Glass and timber keep the sauna visible
The glass partition sauna does more than divide the room. It lets the sauna stay part of the wider attic wellness composition, with the wood slat sauna wall visible through the transparent panel. From one side you can see the line of the sloped ceiling; from the other, the frame of the glass and the darker hardware. That clear boundary gives the space structure without closing it off. It also allows the light to move across the room uninterrupted.
A lounge corner built into the roofline
Under the lower part of the roof, built-in lounge seating is tucked into a niche where the ceiling drops and the daylight is softer. The bench is upholstered in a pale fabric that picks up the light from the nearby window, and the surrounding timber gives the seat a defined edge. This is not a separate sitting room. It is part of the same indoor spa interior, designed for stretching out after the sauna or simply staying in the room a little longer.
Round light fittings hover above the lounge area and break up the white ceiling plane. Their shape is small, but they matter because they mark the sitting zone without cluttering it. The room uses that kind of restraint throughout. Instead of filling every surface, it leaves stretches of plaster visible, so the timber beams and the built-in bench can do the work of defining the space.

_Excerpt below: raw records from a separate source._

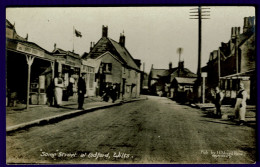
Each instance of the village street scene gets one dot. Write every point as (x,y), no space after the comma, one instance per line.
(131,85)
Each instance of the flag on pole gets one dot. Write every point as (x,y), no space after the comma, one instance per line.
(78,33)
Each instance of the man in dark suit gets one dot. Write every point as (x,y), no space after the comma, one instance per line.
(81,91)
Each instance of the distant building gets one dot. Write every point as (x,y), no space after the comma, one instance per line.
(235,62)
(117,66)
(161,80)
(21,54)
(69,64)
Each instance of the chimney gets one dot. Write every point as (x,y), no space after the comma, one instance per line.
(122,40)
(138,62)
(181,65)
(104,31)
(235,32)
(26,38)
(91,47)
(246,24)
(170,65)
(249,23)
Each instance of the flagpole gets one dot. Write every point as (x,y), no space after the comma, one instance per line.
(73,38)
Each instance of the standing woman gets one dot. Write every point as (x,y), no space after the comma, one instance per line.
(59,85)
(240,107)
(82,90)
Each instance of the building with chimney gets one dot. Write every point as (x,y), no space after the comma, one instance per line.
(161,81)
(116,66)
(235,62)
(29,69)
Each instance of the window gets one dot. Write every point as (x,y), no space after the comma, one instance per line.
(129,73)
(107,67)
(91,80)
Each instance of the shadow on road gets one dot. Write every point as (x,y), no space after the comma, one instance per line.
(225,123)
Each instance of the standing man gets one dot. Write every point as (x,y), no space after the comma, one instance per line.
(240,107)
(114,93)
(218,101)
(59,85)
(81,90)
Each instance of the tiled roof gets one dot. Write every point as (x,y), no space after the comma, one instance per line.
(157,73)
(124,54)
(183,73)
(182,80)
(16,36)
(32,45)
(8,24)
(61,51)
(107,44)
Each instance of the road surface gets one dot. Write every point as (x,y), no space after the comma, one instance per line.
(156,130)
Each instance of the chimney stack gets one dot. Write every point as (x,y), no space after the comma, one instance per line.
(181,65)
(235,31)
(249,23)
(170,65)
(104,31)
(91,47)
(122,40)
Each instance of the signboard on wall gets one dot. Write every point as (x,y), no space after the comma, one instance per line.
(29,50)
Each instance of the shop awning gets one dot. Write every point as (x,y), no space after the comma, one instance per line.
(28,48)
(242,75)
(92,63)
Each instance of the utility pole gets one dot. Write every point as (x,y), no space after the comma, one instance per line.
(199,14)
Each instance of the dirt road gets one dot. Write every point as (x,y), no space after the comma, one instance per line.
(156,130)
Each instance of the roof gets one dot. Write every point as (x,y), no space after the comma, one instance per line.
(183,73)
(157,73)
(15,35)
(8,24)
(12,44)
(107,44)
(182,80)
(61,51)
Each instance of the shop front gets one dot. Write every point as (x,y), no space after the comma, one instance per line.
(29,72)
(69,65)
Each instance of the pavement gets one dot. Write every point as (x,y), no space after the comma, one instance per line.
(227,111)
(19,117)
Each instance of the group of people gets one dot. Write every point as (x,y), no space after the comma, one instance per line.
(240,106)
(58,85)
(110,91)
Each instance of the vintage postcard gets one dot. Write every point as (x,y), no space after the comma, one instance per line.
(131,85)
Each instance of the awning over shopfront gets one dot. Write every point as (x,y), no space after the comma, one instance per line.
(28,48)
(92,63)
(243,75)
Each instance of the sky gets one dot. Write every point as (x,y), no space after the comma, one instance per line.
(153,34)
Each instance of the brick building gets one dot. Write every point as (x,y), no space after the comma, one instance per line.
(235,62)
(117,66)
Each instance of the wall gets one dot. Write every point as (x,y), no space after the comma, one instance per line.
(248,55)
(116,74)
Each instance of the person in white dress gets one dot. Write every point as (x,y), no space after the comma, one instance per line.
(59,85)
(240,107)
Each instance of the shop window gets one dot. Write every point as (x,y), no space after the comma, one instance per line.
(91,80)
(235,84)
(228,84)
(107,67)
(129,73)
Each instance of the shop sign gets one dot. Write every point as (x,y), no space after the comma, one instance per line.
(70,63)
(29,50)
(42,82)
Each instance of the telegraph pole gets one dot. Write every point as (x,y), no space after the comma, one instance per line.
(199,13)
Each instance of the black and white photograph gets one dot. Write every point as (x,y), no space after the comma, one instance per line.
(131,85)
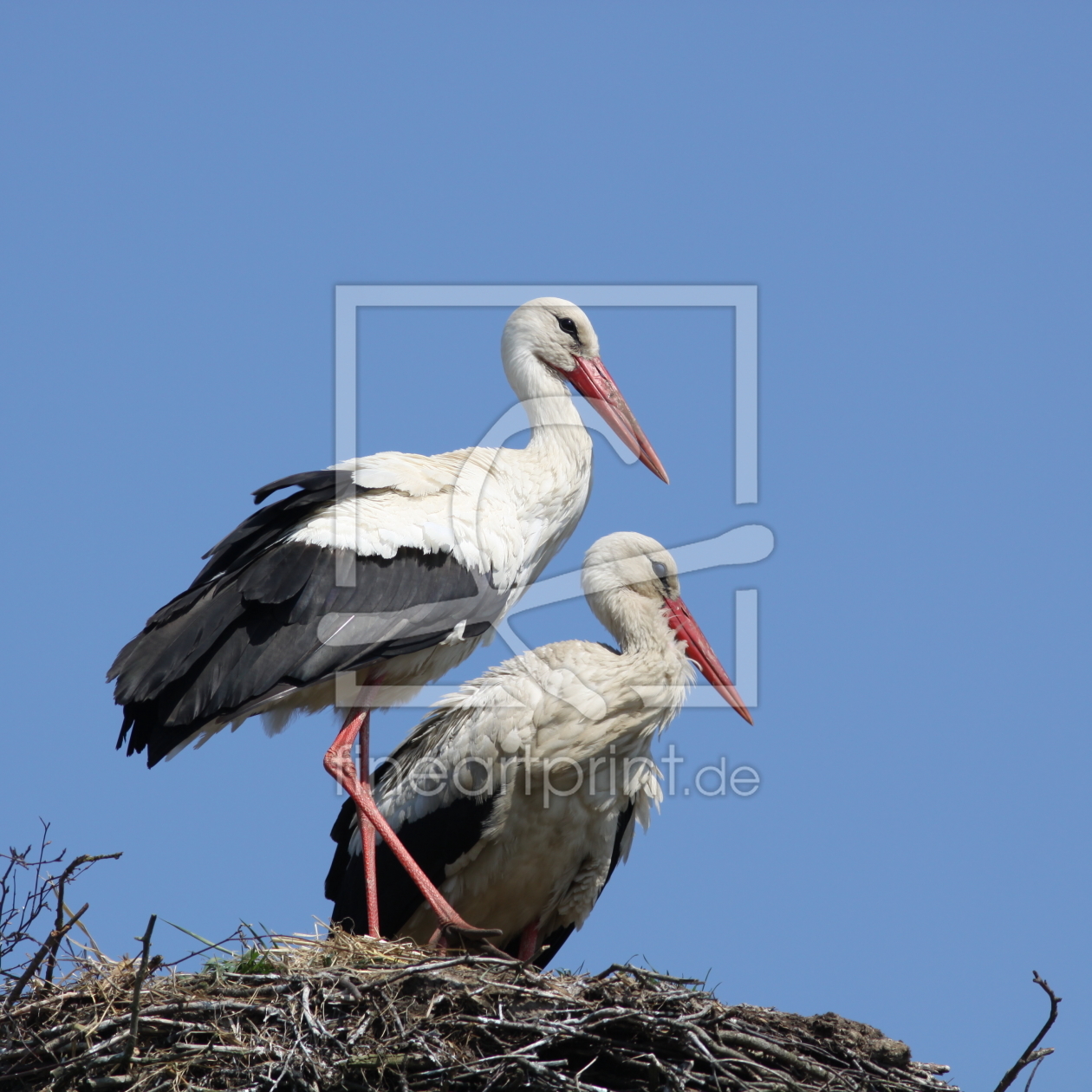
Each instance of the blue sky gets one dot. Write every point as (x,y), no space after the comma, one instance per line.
(907,185)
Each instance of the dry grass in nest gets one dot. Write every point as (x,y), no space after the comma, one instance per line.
(352,1012)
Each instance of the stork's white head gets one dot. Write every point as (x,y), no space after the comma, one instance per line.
(553,330)
(549,339)
(633,585)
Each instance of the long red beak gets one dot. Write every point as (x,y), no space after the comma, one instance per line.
(698,649)
(595,383)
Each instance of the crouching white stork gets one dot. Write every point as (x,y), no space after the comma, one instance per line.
(392,566)
(519,794)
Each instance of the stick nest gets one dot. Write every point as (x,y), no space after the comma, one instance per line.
(351,1012)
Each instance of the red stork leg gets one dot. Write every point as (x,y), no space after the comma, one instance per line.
(340,765)
(529,941)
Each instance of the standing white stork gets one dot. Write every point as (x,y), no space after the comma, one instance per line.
(519,794)
(392,566)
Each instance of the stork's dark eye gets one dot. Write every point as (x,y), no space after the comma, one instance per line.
(660,570)
(569,327)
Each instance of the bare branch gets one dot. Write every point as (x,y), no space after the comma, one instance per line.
(1031,1054)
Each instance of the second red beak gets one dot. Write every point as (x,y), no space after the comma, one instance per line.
(698,649)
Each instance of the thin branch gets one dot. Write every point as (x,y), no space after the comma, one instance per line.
(84,858)
(1031,1054)
(57,936)
(134,1011)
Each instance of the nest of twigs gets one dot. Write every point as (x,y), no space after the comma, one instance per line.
(349,1012)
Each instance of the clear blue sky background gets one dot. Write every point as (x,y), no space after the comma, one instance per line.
(908,185)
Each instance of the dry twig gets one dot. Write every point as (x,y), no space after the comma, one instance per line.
(352,1013)
(1031,1054)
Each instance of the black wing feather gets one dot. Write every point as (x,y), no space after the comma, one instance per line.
(433,841)
(250,622)
(553,944)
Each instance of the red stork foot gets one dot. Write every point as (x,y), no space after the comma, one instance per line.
(460,933)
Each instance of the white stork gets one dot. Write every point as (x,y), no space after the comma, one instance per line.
(392,566)
(519,794)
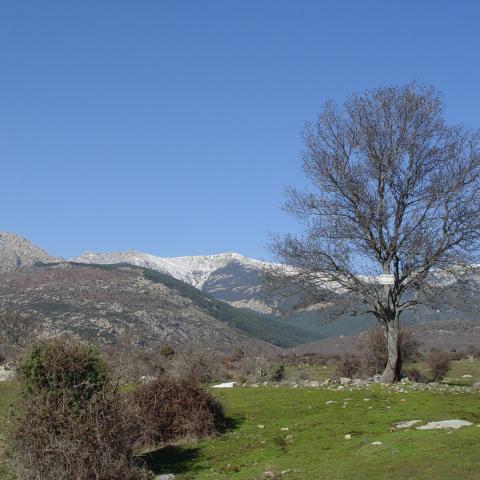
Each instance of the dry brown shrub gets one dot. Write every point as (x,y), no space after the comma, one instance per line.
(348,366)
(372,350)
(50,441)
(198,366)
(170,410)
(438,364)
(70,421)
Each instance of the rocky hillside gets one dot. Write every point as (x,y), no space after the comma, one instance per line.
(101,303)
(17,252)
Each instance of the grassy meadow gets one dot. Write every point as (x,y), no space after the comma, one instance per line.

Daylight, shutters and the shape of the attic
Skylights for daylight and side windows with shutters bring in a pale wash that changes through the day. In the morning, the white walls take on a cooler cast; later, the timber reads richer and more textured. The attic form makes this play of light more apparent because the sloped ceiling catches it at different angles. Even the open areas around the bath and washstand feel connected to the windows, as if the room has been arranged around the changing light.
The roof structure remains visible enough to register as part of the design, not as a leftover condition. Beams and angled planes trace the upper edge of the room, while the lamellae repeat that direction in a tighter pattern. That echo between structure and finish gives the attic wellness space a clear logic. The materials are few, but they are placed where the eye naturally lands: at the ceiling line, at the glass partition, at the bath and sink.
Marble, black fittings and a quieter palette
The most polished surfaces sit low in the room. A marble basin and marble bath surround bring a cooler note into the composition, and the black fixtures keep the details precise. Because the rest of the interior stays restrained, these elements stand out without shouting. The effect is especially clear in the bathing zone, where the rounded tub form contrasts with the straight lines of the plaster, glass and timber around it.
This attic wellness conversion works because it keeps the palette tight. White plaster, visible wood, glass and marble are enough to give each area a distinct role. The room does not rely on ornament or heavy gesture. Instead, it uses the roof shape, the transparency of the partition and the built-in seating to make a compact upper floor feel usable for lingering, bathing and resting. The final impression is of a private retreat assembled from a few confident pieces.